The relevant point here was that I was not coming into that project with the goal of creating “Bayesian p-values.” Rather, I wanted to be able to check the fit of model to data, and this was a way for me to deal with the fact that existing degrees-of-freedom adjustments did not work in my problem.
The other thing I learned when working on thaT project was that a lot of Bayesians didn’t like the idea of model checking at all! They had this bizarre (to me) attitude that, because their models were “subjective,” they didn’t need to be checked. So I leaned hard into the idea that model checking is a core part of Bayesian data analysis. This one example, and the fallout from it, gave me a much clearer sense of data analysis as a Popperian or Lakatosian process, leading to this 2013 article with Shalizi.
In the meantime, though, I started to lose interest in p-values. Model checking was and remains important to me, but I found myself doing it using graphs.
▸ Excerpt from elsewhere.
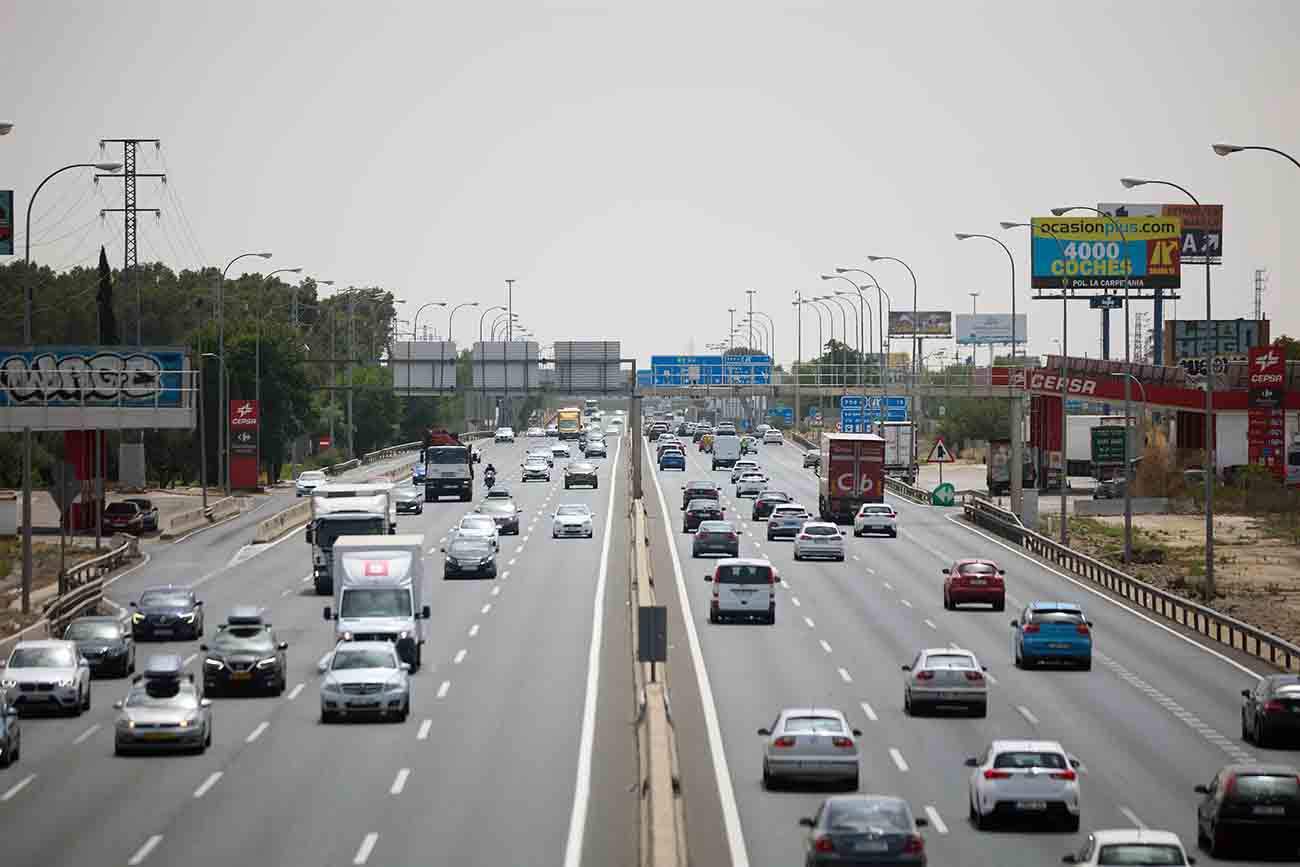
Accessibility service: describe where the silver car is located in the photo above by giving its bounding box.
[0,638,90,716]
[321,641,411,723]
[758,707,862,790]
[902,647,988,716]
Actually, the only examples I can think of where I used hypothesis testing for data analysis were the aforementioned tomography model from the late 1980s (where the null hypothesis was strongly rejected) and the 55,000 residents desperately need your help! example from 2004 (where we learned from a non-rejection of the null). Over the years, I remained aware of issues regarding p-values, and I wrote some articles on the topic, but this was more from theoretical interest or with the goal of better understanding common practice, not with any goal to develop better methods for my own use. This discussion from 2013 of a paper by Greenland and Poole gives a sense of my general thinking.
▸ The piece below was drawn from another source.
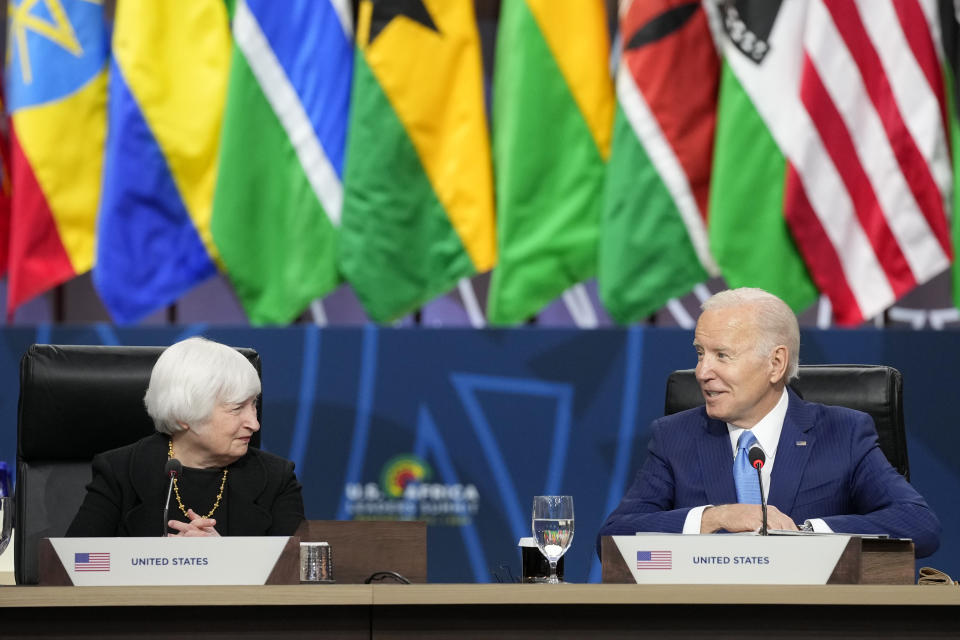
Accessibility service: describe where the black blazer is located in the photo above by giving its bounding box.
[67,433,304,537]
P.S. Remember, the problems with p-values are not just with p-values.
P.P.S. I thank Sander Greenland for his help with this, even if he does not agree with everything written here.
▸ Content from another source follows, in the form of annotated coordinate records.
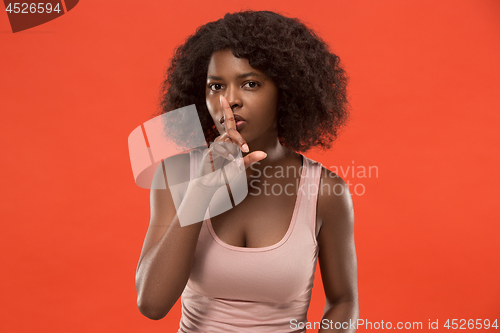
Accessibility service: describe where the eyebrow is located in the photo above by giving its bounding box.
[207,72,261,81]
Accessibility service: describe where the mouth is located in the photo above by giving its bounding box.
[219,114,247,131]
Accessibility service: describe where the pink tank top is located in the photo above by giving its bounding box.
[178,150,321,333]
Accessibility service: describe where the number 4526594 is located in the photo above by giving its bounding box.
[5,2,61,14]
[443,319,498,330]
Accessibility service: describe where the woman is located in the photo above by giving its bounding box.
[136,11,358,332]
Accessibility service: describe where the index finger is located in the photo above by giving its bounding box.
[220,95,249,153]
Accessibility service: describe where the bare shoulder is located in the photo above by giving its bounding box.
[317,167,354,229]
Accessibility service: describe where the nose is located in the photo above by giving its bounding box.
[224,85,242,110]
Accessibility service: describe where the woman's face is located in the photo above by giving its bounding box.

P.P.P.S. Sander also reminds me that all the above disagreements are trivial compared to the big issues of people acting as if “not statistically significant” results are confirmations of the null hypothesis and as if “statistically significant” results are confirmations of their preferred alternative. Agreed. Those are the top two big problems related to model checking and hypothesis testing, and then I’d say the third most important problem is people not being willing to check their models or consider what might happen if their assumptions are wrong (both Greenland and Stark have written a lot about that problem, and, as noted above, that was one of my main motivations to doing research on the topic of hypothesis testing).
Compared to those three big issues, the different meanings of p-values are less of a big deal. But they do come up, as all four of the above sorts of p-values are used in serious statistical practice, so I think it’s good to be aware of their differences. Otherwise it’s easy to slip into the attitude that other methods are “wrong,” when they’re just different.